TypeErrorTraceback (most recent call last) in () ----> 1 excel_file.content()

TypeError: '_io.BytesIO' object is not callable

My intent is (given some valid file 'id') to import it as an io object, which could be read by pandas read_excel(), and finally get a pandas dataframe out of it.

Answer

Bob Smith picture Bob Smith · Nov 22, 2017

You'll want to use excel_file.GetContentFile to save the file locally. Then, you can use the Pandas read_excel method after you !pip install -q xlrd.

Here's a full example: https://colab.research.google.com/notebook#fileId=1SU176zTQvhflodEzuiacNrzxFQ6fWeWC

What I did in more detail:

I created a new spreadsheet in sheets to be exported as an .xlsx file.

Next, I exported it as an .xlsx file and uploaded again to Drive.

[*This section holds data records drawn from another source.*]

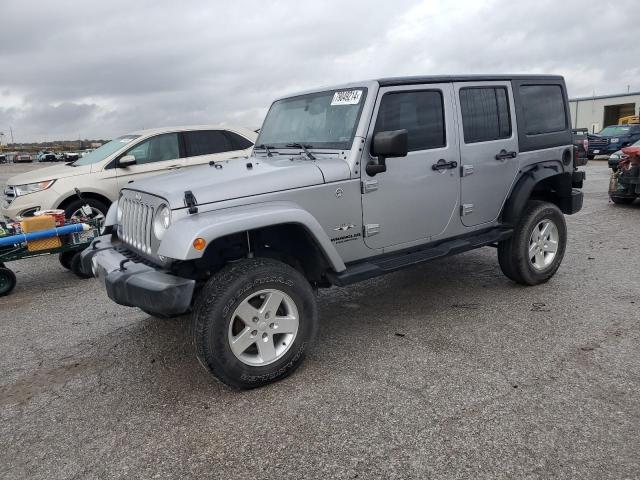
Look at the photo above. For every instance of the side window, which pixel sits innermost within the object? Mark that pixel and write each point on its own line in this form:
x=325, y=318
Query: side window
x=156, y=149
x=206, y=142
x=239, y=142
x=485, y=114
x=421, y=113
x=543, y=107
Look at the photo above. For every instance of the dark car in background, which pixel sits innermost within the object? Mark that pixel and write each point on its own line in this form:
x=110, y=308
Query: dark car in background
x=580, y=146
x=614, y=158
x=613, y=138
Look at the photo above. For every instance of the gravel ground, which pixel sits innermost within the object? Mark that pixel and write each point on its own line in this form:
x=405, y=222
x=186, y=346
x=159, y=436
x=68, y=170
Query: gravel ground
x=443, y=371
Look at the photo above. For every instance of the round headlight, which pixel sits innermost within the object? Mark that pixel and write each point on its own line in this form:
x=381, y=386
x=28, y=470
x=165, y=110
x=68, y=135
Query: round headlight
x=162, y=221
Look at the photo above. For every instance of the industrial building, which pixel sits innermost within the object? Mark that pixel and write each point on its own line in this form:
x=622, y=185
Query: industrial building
x=598, y=112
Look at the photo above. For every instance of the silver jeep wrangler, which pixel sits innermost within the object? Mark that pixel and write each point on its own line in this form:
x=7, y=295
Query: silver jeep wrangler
x=344, y=184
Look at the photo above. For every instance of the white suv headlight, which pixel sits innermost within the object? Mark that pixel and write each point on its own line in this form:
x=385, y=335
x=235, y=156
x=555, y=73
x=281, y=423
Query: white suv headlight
x=161, y=221
x=32, y=187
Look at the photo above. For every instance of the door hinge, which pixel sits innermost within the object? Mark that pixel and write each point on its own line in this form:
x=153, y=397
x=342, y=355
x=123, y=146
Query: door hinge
x=371, y=229
x=466, y=170
x=466, y=209
x=368, y=186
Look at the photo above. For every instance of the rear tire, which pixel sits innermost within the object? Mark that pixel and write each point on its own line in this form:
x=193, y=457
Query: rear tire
x=76, y=266
x=65, y=259
x=535, y=251
x=253, y=322
x=621, y=200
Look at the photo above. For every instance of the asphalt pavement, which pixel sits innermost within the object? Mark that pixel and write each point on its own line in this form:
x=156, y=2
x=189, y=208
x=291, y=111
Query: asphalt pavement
x=447, y=370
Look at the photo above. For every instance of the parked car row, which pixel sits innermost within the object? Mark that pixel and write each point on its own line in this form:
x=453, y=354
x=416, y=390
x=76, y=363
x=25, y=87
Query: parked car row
x=612, y=138
x=103, y=172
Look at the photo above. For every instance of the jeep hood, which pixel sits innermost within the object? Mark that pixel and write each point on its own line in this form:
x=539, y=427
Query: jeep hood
x=242, y=177
x=49, y=173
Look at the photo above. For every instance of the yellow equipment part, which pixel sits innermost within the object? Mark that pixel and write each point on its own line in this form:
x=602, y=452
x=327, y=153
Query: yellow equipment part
x=629, y=119
x=35, y=224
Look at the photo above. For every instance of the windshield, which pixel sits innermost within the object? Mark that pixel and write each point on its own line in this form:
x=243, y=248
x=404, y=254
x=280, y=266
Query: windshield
x=104, y=151
x=615, y=131
x=317, y=120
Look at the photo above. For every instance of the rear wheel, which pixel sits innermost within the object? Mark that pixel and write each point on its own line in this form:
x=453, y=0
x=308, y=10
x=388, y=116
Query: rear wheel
x=621, y=200
x=253, y=322
x=7, y=281
x=76, y=266
x=65, y=259
x=535, y=251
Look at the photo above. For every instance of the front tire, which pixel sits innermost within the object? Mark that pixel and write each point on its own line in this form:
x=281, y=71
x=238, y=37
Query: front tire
x=254, y=322
x=621, y=200
x=7, y=281
x=98, y=208
x=535, y=251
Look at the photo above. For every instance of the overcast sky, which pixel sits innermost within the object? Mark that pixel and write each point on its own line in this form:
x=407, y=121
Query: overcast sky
x=95, y=69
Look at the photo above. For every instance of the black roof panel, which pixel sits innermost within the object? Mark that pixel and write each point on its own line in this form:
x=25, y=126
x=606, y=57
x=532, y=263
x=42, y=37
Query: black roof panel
x=386, y=82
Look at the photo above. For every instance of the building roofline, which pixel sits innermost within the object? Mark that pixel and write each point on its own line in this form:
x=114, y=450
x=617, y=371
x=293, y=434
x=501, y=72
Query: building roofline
x=599, y=97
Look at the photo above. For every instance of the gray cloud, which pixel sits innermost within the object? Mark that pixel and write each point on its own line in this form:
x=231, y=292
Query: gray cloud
x=98, y=69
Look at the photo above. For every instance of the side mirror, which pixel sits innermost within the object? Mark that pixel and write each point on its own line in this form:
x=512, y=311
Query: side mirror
x=389, y=144
x=126, y=161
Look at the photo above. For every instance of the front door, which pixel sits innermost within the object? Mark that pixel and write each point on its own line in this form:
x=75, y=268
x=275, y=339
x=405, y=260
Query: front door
x=488, y=149
x=155, y=155
x=412, y=202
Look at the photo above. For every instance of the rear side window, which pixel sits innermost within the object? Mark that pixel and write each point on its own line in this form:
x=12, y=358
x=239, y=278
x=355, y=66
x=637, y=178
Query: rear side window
x=421, y=113
x=238, y=142
x=485, y=114
x=543, y=107
x=156, y=149
x=206, y=142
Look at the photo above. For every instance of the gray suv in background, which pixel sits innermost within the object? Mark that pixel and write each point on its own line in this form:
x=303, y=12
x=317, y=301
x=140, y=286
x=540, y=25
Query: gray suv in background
x=344, y=184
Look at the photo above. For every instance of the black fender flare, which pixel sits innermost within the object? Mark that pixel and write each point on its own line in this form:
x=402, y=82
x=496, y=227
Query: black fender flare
x=551, y=172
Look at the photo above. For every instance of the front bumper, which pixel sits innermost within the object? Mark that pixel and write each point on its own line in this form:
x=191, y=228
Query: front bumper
x=573, y=203
x=136, y=284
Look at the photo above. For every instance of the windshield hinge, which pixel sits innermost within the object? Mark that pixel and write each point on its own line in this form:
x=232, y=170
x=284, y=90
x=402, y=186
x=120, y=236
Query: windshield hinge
x=190, y=202
x=368, y=186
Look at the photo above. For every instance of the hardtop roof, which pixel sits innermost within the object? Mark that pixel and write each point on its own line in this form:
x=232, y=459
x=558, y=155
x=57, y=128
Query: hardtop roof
x=386, y=82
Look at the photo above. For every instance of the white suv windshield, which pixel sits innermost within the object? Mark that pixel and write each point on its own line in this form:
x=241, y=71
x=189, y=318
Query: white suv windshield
x=317, y=120
x=104, y=151
x=614, y=131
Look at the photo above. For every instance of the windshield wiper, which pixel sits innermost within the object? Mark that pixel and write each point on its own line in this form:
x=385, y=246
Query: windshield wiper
x=266, y=148
x=304, y=149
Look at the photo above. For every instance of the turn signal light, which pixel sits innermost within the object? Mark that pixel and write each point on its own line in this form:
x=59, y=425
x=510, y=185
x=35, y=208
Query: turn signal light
x=199, y=243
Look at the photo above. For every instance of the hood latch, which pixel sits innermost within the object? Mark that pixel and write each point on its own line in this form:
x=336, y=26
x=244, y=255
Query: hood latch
x=191, y=202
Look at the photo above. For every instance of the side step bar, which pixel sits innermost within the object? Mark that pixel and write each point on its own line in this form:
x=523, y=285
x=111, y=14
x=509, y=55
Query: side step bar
x=396, y=261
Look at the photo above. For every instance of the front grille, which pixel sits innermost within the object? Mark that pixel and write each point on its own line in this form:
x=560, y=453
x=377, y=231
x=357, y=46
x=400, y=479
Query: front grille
x=598, y=142
x=136, y=224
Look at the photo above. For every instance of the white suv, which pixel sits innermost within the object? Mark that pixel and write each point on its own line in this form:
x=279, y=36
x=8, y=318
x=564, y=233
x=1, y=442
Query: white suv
x=102, y=173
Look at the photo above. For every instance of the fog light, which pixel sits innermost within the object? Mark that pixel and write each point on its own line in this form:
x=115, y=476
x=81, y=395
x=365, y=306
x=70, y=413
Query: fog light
x=199, y=243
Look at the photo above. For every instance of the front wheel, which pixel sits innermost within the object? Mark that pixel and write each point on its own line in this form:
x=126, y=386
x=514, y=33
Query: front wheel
x=621, y=200
x=535, y=251
x=7, y=281
x=253, y=322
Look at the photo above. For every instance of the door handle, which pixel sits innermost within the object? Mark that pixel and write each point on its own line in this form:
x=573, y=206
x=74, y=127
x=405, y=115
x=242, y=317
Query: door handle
x=442, y=164
x=503, y=154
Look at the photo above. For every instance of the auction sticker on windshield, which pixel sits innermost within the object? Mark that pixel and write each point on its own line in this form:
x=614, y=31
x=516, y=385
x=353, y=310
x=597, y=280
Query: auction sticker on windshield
x=346, y=97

The URL is: https://drive.google.com/open?id=1Sv4ib5i7CKWhAHZkKg-uitIkS3xwxtXM

Note the file ID. In my case it's 1Sv4ib5i7CKWhAHZkKg-uitIkS3xwxtXM.

Then, in Colab, I tweaked the Drive download snippet to download the file. The key bits are:

file_id = '1Sv4ib5i7CKWhAHZkKg-uitIkS3xwxtXM'
downloaded = drive.CreateFile({'id': file_id})
downloaded.GetContentFile('exported.xlsx')

Finally, to create a Pandas DataFrame:

!pip install -q xlrd
import pandas as pd
df = pd.read_excel('exported.xlsx')
df

The !pip install... line installs the xlrd library, which is needed to read Excel files.